The live attenuated intranasal flu vaccine is the preferred method of immunizing healthy children aged 2-8 years against seasonal influenza, a federal panel has recommended.
At a meeting of the Centers for Disease Control and Prevention’s Advisory Committee on Immunization Practices, committee members unanimously agreed that healthy children with no contraindications should receive the quadrivalent live attenuated vaccine (LAIV) rather than an inactivated vaccine, provided that the LAIV is readily available.
"If the LAIV is not immediately available, [inactivated influenza vaccine (IIV)] should be used," the recommendation reads. "Vaccination should not be delayed in order to procure LAIV."
All children aged 6 months or older should receive influenza vaccine, according to the recommendation. "Influenza vaccine should not be delayed to procure a specific vaccine preparation if an appropriate one is already available."
The committee approved the recommendation after hearing an evidence review that found the LAIV to be "moderately" more effective for this age group than the inactivated vaccine was. Although the data are not plentiful, they suggest that it would probably prevent about 47 more lab-confirmed cases of flu per 1,000 children than the IIV, Dr. Lisa Grohskopf said
"The benefits appear to outweigh the potential harms, with modestly better efficacy," and no appreciable increase in adverse events associated with the live vaccine, said Dr. Grohskopf, who is a medical officer in the influenza division of the Centers for Disease Control and Prevention in Atlanta.
Her review was based on two studies – one published in 2006 and one in 2007. The earlier study was an open-label trial that randomized about 2,300 children aged 6-71 months to either the LAIV or an IIV. The much larger 2007 study randomized about 16,000 children aged 6-59 months to the two vaccine types or to matching placebos.
The pooled analysis was limited to healthy children aged 24-59 months who were without a history of asthma or wheezing. The primary endpoint of lab-confirmed influenza infection was significantly less likely among children who had received the LAIV (hazard ratio, 0.47). The secondary endpoint of influenza-associated otitis media was also significantly less likely to occur among those who got the LAIV (HR, 0.47).
Neither of the vaccines was associated with any medically significant wheezing or fever, Dr. Grohskopf said.
She also examined these same endpoints in children who had a history of wheezing or asthma. The LAIV significantly reduced the risk of lab-confirmed influenza in this group (HR, 0.53). There were no significantly increased risks of medically significant wheezing in the children, regardless of whether or not they had experienced wheezing within the past 12 months.
However, Dr. Grohskopf said, she and her colleagues didn’t feel that the studies were strong enough to make any initial recommendations to the committee about whether the LAIV could safely be used in children with a history of wheezing or asthma. The studies didn’t drill down into data on this group enough, and the data are now too old to be completely reliable for this population.

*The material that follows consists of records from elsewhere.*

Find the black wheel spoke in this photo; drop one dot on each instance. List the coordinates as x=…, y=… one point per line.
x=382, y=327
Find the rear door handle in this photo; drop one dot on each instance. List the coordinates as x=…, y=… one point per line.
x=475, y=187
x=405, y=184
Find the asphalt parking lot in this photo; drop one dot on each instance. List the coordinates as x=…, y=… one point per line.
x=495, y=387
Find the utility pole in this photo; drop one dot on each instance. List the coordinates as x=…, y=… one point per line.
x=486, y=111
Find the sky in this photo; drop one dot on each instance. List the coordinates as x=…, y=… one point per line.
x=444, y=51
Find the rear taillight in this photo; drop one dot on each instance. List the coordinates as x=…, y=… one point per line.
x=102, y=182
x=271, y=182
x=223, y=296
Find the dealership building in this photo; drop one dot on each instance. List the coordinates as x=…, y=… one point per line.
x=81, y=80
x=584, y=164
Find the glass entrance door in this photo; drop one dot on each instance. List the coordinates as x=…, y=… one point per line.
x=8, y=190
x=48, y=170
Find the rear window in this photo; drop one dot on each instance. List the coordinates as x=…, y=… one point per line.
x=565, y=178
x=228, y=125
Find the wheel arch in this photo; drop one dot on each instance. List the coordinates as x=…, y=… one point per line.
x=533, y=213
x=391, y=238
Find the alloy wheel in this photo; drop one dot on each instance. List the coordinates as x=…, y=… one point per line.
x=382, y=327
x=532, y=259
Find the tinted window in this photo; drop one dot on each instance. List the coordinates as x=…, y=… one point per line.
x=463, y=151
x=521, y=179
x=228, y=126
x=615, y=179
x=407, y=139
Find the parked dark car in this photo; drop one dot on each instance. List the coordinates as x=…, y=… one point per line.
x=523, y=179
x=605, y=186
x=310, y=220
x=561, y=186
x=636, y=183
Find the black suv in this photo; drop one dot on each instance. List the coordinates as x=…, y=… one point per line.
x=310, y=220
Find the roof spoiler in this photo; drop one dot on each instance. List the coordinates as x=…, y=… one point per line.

Asthma and wheezing are not strict contraindications to the LAIV, she said, but ACIP does not recommend it for children with those issues or for those with any chronic conditions that might predispose them to complications from the flu.
The committee also heard that the strains included in the 2014-2015 vaccine will be the same as last season’s. Because of this, children who received at least one dose of the 2013-2014 vaccine will only need one dose of this year’s vaccine to ensure immunity. "This is analogous to what happened in the 2011-2012 season, when the vaccine strains were unchanged from the previous season," Dr. Grohskopf said.
She also touched on the issue of cost. "We haven’t done a formal cost-effectiveness analysis," she said.
"It’s likely to be a very complex undertaking because of the large number of products out there. It will probably be a few years before that could be done."
The best estimates available now can be drawn from the 2013-2014 private sector costs associated with CDC’s Vaccines for Children program. "The cost of the LAIV intranasal vaccine is $22.70/dose, and for the inactivated vaccine, there is a broad range of variability, from $7.65-$14.81/dose for the trivalent to $14.90-$21.09/dose for the quadrivalent."